The European Council has approved the Markets in Crypto Assets (MiCA) law.

The European Parliament support the legislation which will require inflexible rules for crypto firms. 

A previous action scheme for the Parliament to vote in December has been drop because of the length and complexity of the text.

MiCA split crypto-assets into e-money (stablecoins), asset referenced tokens which include stable coins backed by other assets, everything else. 

Martin Bruncko, Binance’executive vice president of Europe, told that the European crypto scenery is fragmented. All 27 European countries have different rules from restrictive to non-existent. 

Everyone have to be happy about MiCA’s approval, because it’s creating a unique market and the same application rules. 

SOURCE: CoinTelegraph 


Interaction between frameworks: thanks to the new EU law, messaging and apps buy could interoperate with messaging and apps to other companies.

Under the Digital Market Act (DMA), the most important entities - like Google or Apple - could be set to unlock their services and programs to other developers. Maybe it will be an update that will introduce what we call “shared-software”.
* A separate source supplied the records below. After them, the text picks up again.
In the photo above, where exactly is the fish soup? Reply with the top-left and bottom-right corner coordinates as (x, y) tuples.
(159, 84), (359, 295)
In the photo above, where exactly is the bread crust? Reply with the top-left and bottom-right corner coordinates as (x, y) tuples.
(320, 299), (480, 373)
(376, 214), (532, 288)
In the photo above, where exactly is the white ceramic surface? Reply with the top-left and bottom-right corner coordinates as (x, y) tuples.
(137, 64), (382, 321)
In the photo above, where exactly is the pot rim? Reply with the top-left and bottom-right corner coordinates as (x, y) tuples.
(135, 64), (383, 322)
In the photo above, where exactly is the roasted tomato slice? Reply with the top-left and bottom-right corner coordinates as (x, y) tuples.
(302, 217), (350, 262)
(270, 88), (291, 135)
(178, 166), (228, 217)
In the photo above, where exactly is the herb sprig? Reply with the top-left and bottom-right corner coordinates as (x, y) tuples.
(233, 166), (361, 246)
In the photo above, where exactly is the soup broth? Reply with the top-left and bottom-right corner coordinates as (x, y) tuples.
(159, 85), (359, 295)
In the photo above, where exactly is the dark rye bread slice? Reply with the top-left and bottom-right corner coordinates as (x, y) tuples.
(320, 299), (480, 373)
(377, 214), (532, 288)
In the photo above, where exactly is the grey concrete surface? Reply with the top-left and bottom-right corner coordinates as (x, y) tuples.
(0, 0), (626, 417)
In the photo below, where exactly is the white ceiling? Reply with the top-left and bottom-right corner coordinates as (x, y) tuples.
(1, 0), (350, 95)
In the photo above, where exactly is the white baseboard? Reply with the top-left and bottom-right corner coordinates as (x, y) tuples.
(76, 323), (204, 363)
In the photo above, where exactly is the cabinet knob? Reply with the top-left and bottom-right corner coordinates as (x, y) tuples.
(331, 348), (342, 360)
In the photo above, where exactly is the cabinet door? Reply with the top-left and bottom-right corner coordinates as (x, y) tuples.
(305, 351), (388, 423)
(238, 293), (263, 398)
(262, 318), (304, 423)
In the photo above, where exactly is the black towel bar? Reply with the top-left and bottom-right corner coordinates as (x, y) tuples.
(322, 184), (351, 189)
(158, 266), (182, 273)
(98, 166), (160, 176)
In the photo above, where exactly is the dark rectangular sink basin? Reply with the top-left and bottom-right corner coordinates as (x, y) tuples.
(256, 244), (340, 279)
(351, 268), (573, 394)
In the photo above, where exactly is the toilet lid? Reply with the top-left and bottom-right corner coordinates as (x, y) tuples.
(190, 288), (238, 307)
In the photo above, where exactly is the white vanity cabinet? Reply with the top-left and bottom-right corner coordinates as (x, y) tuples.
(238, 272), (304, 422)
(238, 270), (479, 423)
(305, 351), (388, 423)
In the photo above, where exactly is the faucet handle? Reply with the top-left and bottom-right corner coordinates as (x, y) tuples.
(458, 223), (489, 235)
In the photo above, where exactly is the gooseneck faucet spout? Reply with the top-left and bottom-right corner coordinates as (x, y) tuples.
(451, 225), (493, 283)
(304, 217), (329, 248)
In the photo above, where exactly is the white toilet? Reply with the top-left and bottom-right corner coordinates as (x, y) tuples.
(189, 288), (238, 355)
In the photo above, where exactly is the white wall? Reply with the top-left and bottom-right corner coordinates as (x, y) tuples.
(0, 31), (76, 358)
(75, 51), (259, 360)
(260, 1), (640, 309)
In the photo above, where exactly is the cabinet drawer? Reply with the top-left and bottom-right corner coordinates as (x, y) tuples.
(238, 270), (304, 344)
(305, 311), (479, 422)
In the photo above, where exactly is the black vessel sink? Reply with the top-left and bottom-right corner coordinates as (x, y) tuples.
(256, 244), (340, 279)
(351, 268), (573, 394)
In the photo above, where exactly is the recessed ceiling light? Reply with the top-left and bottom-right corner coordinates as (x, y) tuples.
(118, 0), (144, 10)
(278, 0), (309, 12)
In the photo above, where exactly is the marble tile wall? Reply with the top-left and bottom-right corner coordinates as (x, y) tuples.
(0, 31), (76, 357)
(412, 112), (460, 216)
Is certain that Apple will be selected as “gatekeeper” due to its annual turnover. So it will be subject to the new DMA’s rules. The DMA could force Apple to revolutionize App Store, iMessage, FaceTime and Siri - in Europe. 

This law can’t apply to UK because of Brexit. 

The share-rules mean that the Meta apps like Whatsapp or Messenger could interoperate with Apple’s exclusive frameworks. Apple can’t refuse to applicate these rules and it would be forced by EU.

Companies that don’t follow these new rules, could be punished and could be subtracted their annual turnover of up to 10%. And up to 20% of their turnover for repeated rule breaking.